To be clear, asking a journalist to turn a mention into a link or to change a link immediately after you've earned coverage isn't the same thing. James Brockbank has written a good guide on how to do this effectively.

2. You're getting 0.70 of the value of a link you already had or 0.0 from the links you didn't

You’ve probably heard of the Pareto principle, or the 80-20 rule, so instead of a Wikipedia link here’s a great read on how it applies to baseball. Basically, it takes 80% of the effort to get the last 20% of the value. Get the link, move on.

After a migration, you can spend a lot of time and money trying to squeeze a little extra value from links you already have, or you can spend a comparable amount of time and money creating new value from new links.

3. Your success rate will be low

I have contacted journalists to re-point links this in the past (and I’m sorry). Readers who work in PR know that open rates can be pretty low when you don't have a strong story, and success rates are even lower. My biggest success rates have come when I’ve used the request as an opportunity to generate a new link. Here's an example:

Case study: pros and cons of link reclamation

Way back in 2013, an agency had run a creative content marketing campaign for a client I started working with in 2015. The campaign was beautiful, won lots of awards and got lots of links.

Initially, the links were great but, by 2015, the page was acquiring 20 links per day on average, mostly from scrapers and Tumblr sites. Maintaining a disavow file was time consuming. The page was also the most visited on the website, ahead of the homepage, with traffic coming mainly from Japan and Russia. This was costing our client thousands in server bandwidth too.

The strategy

We decided to move the asset to a different URL (in this case from /secret-door/ to /the-secret-door/ - in the clients words, suggestions like this are "why they pay me the big bucks"). Although it would be possible to simply block traffic coming to the site from countries like Japan and Russia; we'd still have to find a solution to the site's backlink issues, which included a historic manual action and a then-current Penguin algorithm problem.

So, we found the contact details for the authors or IT support behind our 100 best links and emailed them asking for an edit to their page to change the link to our new URL.

The previous URL would 404 so, unlike reclaiming links following a successful site migration using 301 (permanent) redirects, it would no longer be possible to access the target page via the link unless it was changed.

The results

7 of our top 100 links were ultimately re-pointed to the new URL. The majority of these resulted from a second round of contact via IT support/help email addresses after the original URL was taken down, rather than the journalists themselves.

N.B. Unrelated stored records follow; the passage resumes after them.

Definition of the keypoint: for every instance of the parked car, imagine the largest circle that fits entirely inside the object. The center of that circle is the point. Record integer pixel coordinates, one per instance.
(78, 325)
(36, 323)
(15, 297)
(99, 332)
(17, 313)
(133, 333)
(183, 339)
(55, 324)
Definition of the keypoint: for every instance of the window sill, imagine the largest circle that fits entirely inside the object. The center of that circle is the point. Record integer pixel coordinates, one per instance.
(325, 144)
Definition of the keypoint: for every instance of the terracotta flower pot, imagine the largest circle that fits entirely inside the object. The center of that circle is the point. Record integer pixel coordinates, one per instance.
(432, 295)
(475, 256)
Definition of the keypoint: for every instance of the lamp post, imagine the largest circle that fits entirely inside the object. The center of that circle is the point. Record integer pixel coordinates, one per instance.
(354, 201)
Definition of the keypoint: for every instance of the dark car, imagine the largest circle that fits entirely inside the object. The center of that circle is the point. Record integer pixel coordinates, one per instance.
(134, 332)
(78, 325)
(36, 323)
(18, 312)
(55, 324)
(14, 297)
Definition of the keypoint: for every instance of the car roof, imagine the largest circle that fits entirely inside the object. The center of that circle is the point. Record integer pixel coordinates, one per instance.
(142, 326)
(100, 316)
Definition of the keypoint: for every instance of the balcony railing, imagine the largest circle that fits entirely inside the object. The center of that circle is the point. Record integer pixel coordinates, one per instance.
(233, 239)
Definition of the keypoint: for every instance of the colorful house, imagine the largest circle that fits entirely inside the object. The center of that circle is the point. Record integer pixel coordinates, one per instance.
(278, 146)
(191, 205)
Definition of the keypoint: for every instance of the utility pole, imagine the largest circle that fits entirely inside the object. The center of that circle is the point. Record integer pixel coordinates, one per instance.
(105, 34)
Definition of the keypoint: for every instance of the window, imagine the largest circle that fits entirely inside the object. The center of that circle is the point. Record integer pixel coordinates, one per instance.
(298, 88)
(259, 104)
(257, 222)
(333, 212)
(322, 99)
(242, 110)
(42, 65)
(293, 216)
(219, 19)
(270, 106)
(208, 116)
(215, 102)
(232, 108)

Our biggest win was setting up an interview between the client and Digiday, explaining why we were moving the campaign in the first place.

Acquiring new links would have been a much more valuable use of that time.

If we encountered the same problem today, we’d first explore blocking traffic from Russia and Japan using a CDN (Safestyle were using Akamai, which might have made this possible) or blocking offending IP addresses using .htaccess.

Many people view link reclamation as a quick win following a site migration; often it's done just because it's considered best practice. It's neither of these things. Our rule would be: if it's been more than a couple of days since a link went live, the window has probably shut and you should move onto something that could add more value.